A presente jurisprudência tem como relatora a desembargadora Eneida Melo Correia de Araujo, sendo o Ministério Público do Trabalho o recorrente e a recorrida a empresa Tupan Construções Ltda. Ocorre que a empresa aduz que tentou colocar anúncios em jornais, entretanto não obteve sucesso, pois não consegui funcionários suficientes para o preenchimento das vagas. Entretanto, restou comprovado que a empresa recorrida dispensava os funcionários especiais sem justa causa, não admitindo outros de iguais condições no lugar destes. Outrossim, a empresa também não cumpria com a cota fixada em lei.

 O feito foi dado provimento, condenando a ré ao pagamento de uma indenização por danos morais coletivos, bem como tendo que cumprir as seguintes obrigações: contratar e manter os empregados com deficiência em número suficiente para o preenchimento da cota legal, sob pena de R$ 5.000,00 (cinco mil reais) por mês e que a reclamada fosse compelida a observar o disposto no artigo 93, da Lei 8.213/91, dando oportunidade ao pagamento da multa por empregado dispensado, caso não haja observância ao referido anteriormente.

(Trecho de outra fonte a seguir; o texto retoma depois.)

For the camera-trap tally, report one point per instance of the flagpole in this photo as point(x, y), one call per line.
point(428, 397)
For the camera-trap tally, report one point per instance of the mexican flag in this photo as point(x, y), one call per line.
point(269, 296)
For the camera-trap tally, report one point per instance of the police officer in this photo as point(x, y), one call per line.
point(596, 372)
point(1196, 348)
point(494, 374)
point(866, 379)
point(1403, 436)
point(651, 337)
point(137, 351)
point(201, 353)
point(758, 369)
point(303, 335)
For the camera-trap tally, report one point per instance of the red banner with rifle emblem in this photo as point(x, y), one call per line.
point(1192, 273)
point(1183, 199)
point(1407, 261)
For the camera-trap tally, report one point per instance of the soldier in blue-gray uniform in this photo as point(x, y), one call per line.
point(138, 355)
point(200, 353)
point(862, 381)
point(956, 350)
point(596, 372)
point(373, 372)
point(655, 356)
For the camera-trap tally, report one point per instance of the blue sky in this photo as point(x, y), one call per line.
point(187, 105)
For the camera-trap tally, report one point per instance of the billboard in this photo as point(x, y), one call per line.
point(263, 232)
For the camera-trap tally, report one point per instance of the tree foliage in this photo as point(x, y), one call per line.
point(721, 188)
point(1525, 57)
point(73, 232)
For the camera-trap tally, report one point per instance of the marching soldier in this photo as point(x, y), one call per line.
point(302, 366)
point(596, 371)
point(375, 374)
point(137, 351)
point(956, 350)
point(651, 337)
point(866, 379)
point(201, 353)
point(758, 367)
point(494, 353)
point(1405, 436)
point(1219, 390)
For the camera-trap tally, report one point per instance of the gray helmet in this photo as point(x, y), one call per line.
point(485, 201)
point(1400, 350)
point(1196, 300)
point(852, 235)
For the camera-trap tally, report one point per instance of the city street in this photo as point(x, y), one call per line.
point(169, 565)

Tal provimento deu-se em decorrência de que, conforme explanado no inteiro teor do julgado acima, a Lei Maior em seus artigo 1º, 2º,3º e 5º trazem consigo os embasamentos de soberania, pluralismo político, erradicação da pobreza, dignidade da pessoa humana, quaisquer formas de discriminação, sem preconceitos de cor, origem, raça, sexo e afins. Ficou explícito também que essas garantias e direitos constitucionais embora previstos, só podem ser colocados em prática mediante adoção de políticas de inclusão, com o objetivo de afastar e reduzir as desigualdades, proporcionando às pessoas com necessidades especiais e/ou limitações, tratamento igualitário e integração no meio social e laboral.

5. CONSIDERAÇÕES FINAIS

Conforme todo o exposto, restou evidenciado que os deficientes sofreram e ainda sofrem diversas discriminações desde os primórdios, sendo em suas casas, no ambiente laboral, assim como na sociedade em geral. Sabe-se que estes lutam incessantemente para que haja a verdadeira isonomia, tendo em vista que em razão das limitações, essas pessoas devem ser tratadas desigualmente na medida das suas desigualdades.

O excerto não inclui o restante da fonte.